Another word on up the board today, and there often, is “fear”. We make a lot of fun of weak little scaredy-cat mexican accents, then fat obnoxious gringo accents that sound like the mouth is stuffed full of a gluttonous sun crusher hamburguesa. Marco, who started out as Mr. Uptight, is now sailing with this. Amazing results in 6 weeks. We’re communicating 80% in English. He’s already rephrasing answers and totally “Kicking Ass”.
“Fight” is a key word. The enemy is fear. We fight it. Consciously. Feeling free to make silly exaggerations of sounds helps immensely. We don’t care about getting it one way perfect. More useful is to have the flexibility to say words like way wrong, in both directions. Way too much mexico or way too much gringo. It’s like stoopid joy.
“We are the Champions”, great song. Songs, some of them, have deep roots in War. There’s bloody victory and triumph in some songs. These kinda songs, Bon Jovi’s “It’s My Life” is another, are total ass kickers. They rally the forces in a holy hell-fire war to make English m-i-n-e mine.
My learners choose all the songs. This helps tons. “Want” is such a keyword. It’s up on top with the questions, up above all below listed action words (formerly known as verbs). Learner chosen songs is working great; they’re teaching me many great songs I didn’t know of. And since they already want (like) the songs, they listen at home and on their phones. Keep that Input coming In. Make it meaningful. Make it mine.
Twexts are proving useful. Learners use them average 20-30 minutes per day before they get bored. Marco’s up to 60 minutes, peppered in 10 minute little sessions throughout the day. Exactly. Paper folds up easy in pocket. Easy to use. All Free and Voluntary. Words they get introduced to from the twexts get applied in class and even some out on street with each other. Jackpot.
No stories, aside from from those in the song. Who’s singing? What do they want? Do they get it? How does it feel? What to do about it? We’re just asking questions and our class rules.
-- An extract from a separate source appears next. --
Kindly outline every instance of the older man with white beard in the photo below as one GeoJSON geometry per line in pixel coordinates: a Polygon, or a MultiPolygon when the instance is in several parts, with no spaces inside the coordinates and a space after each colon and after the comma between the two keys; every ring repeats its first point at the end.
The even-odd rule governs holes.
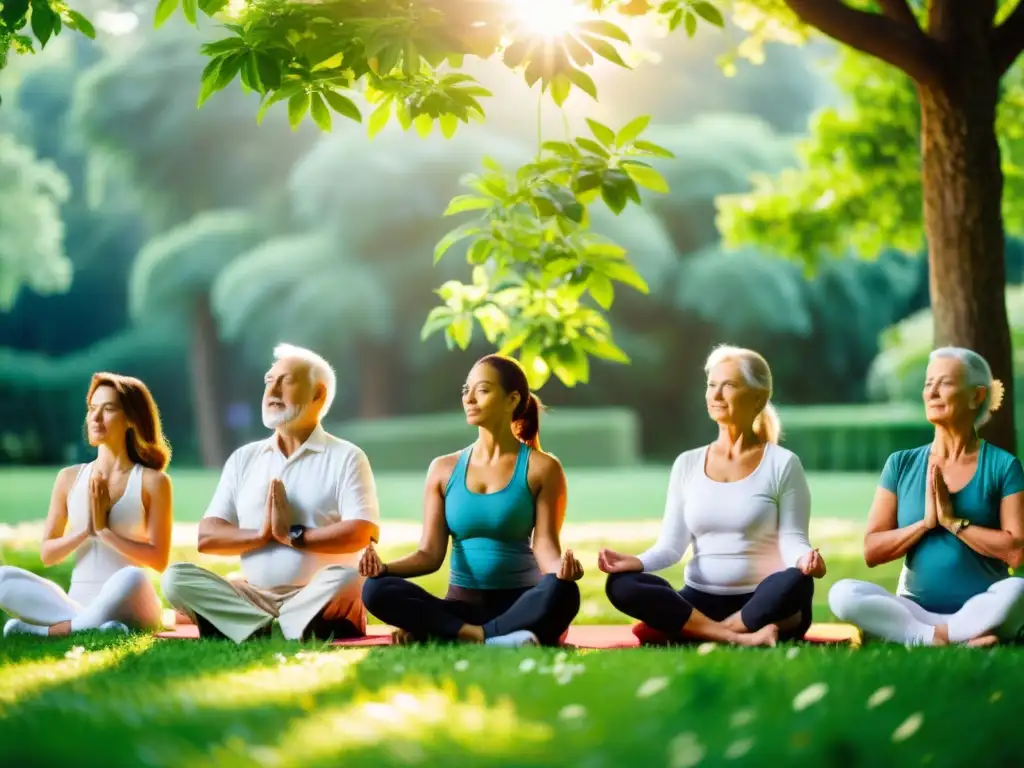
{"type": "Polygon", "coordinates": [[[164,594],[201,636],[241,643],[275,619],[291,640],[362,636],[357,565],[380,520],[370,463],[321,426],[336,387],[326,360],[281,344],[265,381],[263,423],[274,434],[231,454],[199,524],[199,551],[240,555],[244,578],[176,563],[164,594]]]}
Finally, K. You’re awesome. Your ongoing story is exhilarating. Thank you.
Duke wrote: Feeling free to make silly exaggerations of sounds helps immensely.
That reminded me of something we did not long ago. In level 3 we were reading poetry, and one of the poems was “ottos mops”. It is written so that the only vowel is “o”. After we had read it and discussed it, we had fun with it. Anyone ever sing the old camp song “I want to eat apples and bananas”? You sing it several times, each time with a different vowel: “EE weent tee eet ee-eeples eend beeneenees”, etc. Well we did that with “ottos mops” – including the umlauts. Somehow, “üttüs müps” is hilarious. I need to introduce this poem in level 1, not level 3.